Cross-posted to the Blue Coat Security blog.
You know something has become popular when you see it on the Netflix series “House of Cards”. There is an episode in Season 2 where one of the characters gets onto the Deep Web in order to try and trap the protagonist. In the end it backfires on him, but it’s not before we’ve seen a series of fancy screens involving the configuration of Tor and various proxy softwares.

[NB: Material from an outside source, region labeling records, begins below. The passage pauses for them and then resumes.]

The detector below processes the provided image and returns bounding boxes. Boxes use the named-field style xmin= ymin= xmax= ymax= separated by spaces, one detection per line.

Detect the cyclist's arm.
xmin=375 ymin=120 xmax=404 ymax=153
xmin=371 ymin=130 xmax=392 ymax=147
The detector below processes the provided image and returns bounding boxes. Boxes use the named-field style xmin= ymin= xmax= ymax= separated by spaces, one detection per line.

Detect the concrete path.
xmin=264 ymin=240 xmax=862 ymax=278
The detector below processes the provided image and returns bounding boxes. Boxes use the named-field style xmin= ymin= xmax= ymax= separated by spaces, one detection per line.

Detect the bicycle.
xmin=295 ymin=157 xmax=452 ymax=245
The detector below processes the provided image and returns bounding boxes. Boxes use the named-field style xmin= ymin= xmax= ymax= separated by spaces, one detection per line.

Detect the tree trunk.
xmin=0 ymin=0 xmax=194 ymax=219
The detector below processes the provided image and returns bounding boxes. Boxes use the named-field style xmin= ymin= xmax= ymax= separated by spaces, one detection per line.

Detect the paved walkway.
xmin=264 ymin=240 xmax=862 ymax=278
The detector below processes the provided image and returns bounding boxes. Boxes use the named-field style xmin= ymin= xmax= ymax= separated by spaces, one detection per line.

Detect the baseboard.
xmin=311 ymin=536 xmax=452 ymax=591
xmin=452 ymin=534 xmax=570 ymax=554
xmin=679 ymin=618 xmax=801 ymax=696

I did a talk for IMI Tech Talk Radio in Arizona at the beginning of the year called “What is the Deep Web and why is Washington Scared?” That talk can be found here: http://imitechtalk.wordpress.com/2014/01/05/what-is-the-deep-web-and-why-is-washington-scared/ In it, I explained how the Deep Web came to be – through a US Naval project called “The Onion Router”, or ToR, and how it stands today. The Deep Web is largely only accessible through Tor software (available at torproject.org) and uses the internet for its infrastructure but encrypts things in transit through many different hops. It contains its own address hierarchy, where address end in .onion, and these addresses aren’t available unless you’re on the Deep Web. Like any technology, it can be used for good or bad, and it has a reputation for enabling more of the latter than the former. The notorious Bitcoin drug site, the Silk Road, operated on the Deep Web at a .onion address, and that is how the Deep Web entered the public consciousness. However, it also enables dissidents to communicate freely and subvert governmental cyber controls, so it’s important to keep in mind that the Deep Web itself is used as its participants intend, in much the same way the regular World Wide Web is used.
As it is now a free project and allows people to circumvent government controls, governments tend to be wary of it for two primary reasons – politicians don’t often always understand it, and some (especially in repressive governments) may not want technologies available that allow people to bypass their censorship tools. They also tend to hear stories about the more illicit behaviours on the Deep Web, and need to be seen to be doing something, and so attempt to take action against it. It’s unlikely that it will ever go away, and as House of Cards showed us, may only get more popular.
(As a corollary, given that some of the major governments of the world have been exposed as spying on many of their own citizens, we may see if get even more popular as people – who may not even have anything to hide but who don’t want their lives pried into – start to use it in addition to, or instead of, their regular web usage.)